That is true in war. That is true in religion. And that, well, Amanda, it ruined my life again. Thank you for that. You're welcome. Yeah. This is a central bummer of the last 10 years of my work. It's like you can't give up on people. I mean, you can. You can and you do and I do. But, you know, there's a cost. Mm-hmm.

And I think when it was framed as the cost is always the most vulnerable, the people who don't get to decide whether they're going to give up or not is what reframed everything for me. What do you want people to know about conflict? How would you start this conversation? Let's say you were on a podcast. It was only going to be an hour long. Okay. How would you frame the importance of understanding conflict differently? Why do we have to care besides what we just said?

You know, I'm going to answer that differently than I have before, because I think there's an objection in people's heads and I would rather just address it directly. Right. And one of the objections I hear is how does this have anything to do with power and racism and sexism? And, you know, there are these huge injustices that we are trying to fight. And like, how does this help? I mean, maybe I need to be severed from different groups and protected from different groups. Right. And so, yeah.

That objection, I think it's better to just talk about it, I'm starting to think, as opposed to wait for someone to raise it. And the first answer to that is, you're right. There are times for sure, and people with whom you should not engage. Absolutely, right? The second answer, I think, and the one I'm trying to articulate better each day, is that we fight our fights individually.

On two levels, right? We fight them out in public or in our interactions, interpersonal dramas, right? But also internally. And so what I'm starting to come to is that there's a certain amount of suffering and sadness and anger that we just, we need to go through. If I let myself fall into high conflict in my own head, regardless of what else is going on out here, no matter how atrocious it is,

If I let that happen in my own head, then I suffer twice as much. Do you know what I mean? Yeah. Yeah. Yeah. And so even, you know, people will say to me, well, what about, you know, it's fine for you, but what about when there's a real power imbalance? And I say, you know, I was talking to a former guerrilla member in Columbia. So she was a member of the FARC, which is the biggest guerrilla group in Columbia in their 50 year civil war.

She did not have a lot of power living in the jungle. I mean, she had weapons, but she did not have a lot of institutional power. And what she told me was, once I got out of that high conflict, because she voluntarily, for a bunch of reasons, voluntarily left the conflict and disarmed, she kept fighting the fight she was on, which was a fight for fairness and a fight on behalf of poor people in Colombia. It's not like she stopped fighting that fight. What changed is she could sleep at night. Mm-hmm.

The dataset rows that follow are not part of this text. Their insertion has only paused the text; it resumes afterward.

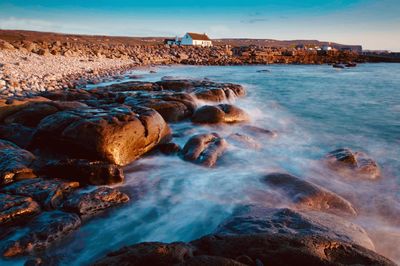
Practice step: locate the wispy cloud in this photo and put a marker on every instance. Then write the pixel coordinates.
(254, 20)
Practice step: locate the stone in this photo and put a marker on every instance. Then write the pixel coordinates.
(8, 107)
(223, 113)
(31, 115)
(83, 171)
(17, 133)
(278, 249)
(306, 195)
(352, 164)
(204, 149)
(43, 231)
(261, 220)
(151, 253)
(89, 203)
(50, 193)
(169, 148)
(14, 163)
(16, 209)
(243, 141)
(113, 133)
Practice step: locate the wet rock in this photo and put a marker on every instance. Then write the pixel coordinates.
(243, 141)
(278, 249)
(260, 220)
(223, 113)
(48, 192)
(204, 149)
(307, 195)
(352, 164)
(8, 107)
(44, 230)
(89, 203)
(16, 209)
(151, 253)
(17, 133)
(84, 171)
(115, 133)
(210, 260)
(14, 163)
(169, 148)
(31, 115)
(172, 107)
(258, 131)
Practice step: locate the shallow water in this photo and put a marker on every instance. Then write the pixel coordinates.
(314, 110)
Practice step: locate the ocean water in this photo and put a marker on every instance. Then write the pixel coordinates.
(313, 109)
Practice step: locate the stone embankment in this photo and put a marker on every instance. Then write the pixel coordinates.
(28, 67)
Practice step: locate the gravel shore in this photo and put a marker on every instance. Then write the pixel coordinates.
(23, 74)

So even though she was wildly outgunned, literally, and those are big problems that need to get fixed at a system level, there was a way in which she was fighting that fight more effectively. And also, it's just better for your soul, you know? God, I love that. What is high conflict? Because my understanding is conflict is better than no conflict, right?

Yes. Right. That's important. Ding, ding, ding. Yes. Okay. People who just are having no conflict. No good. Are not necessary. No good. Not even trying. Not even trying. Yeah.

Can I read this quote about no conflict? Because I think it applies in relationships and marriage and politics and everything. You said, people who try to live without any conflict, who never argue or mourn, tend to implode sooner or later, as any psychologist will tell you. Living without conflict is like living without love, cold and eventually unbearable. That is the same kind of can't sleep at night as

as high conflict when you're so empty and disconnected and you haven't done that work with anyone that will keep you up at night just like high conflict takes residence in your brain and keeps you up at night so yeah I love you making that

I actually hadn't made that connection, but you're right, Amanda. There's a loneliness to both because you're not showing yourself and you're not seeing the other person. In high conflict, the other person is a caricature, right? So you're not seeing the complexity. And in no conflict, no one's seeing you, right? And so there's a way in which you're very much alone with no conflict. So

Yeah, to define high conflict, basically it comes from the research into conflict. There's something called intractable conflict or malignant conflict or high conflict. They're all roughly the same idea. And basically it's conflict that becomes conflict for conflict's sake, where it escalates to a point where it takes on a life of its own. It's usually an us versus them conflict. And the main thing is we make a ton of mistakes. So all our normal cognitive biases get much, much worse.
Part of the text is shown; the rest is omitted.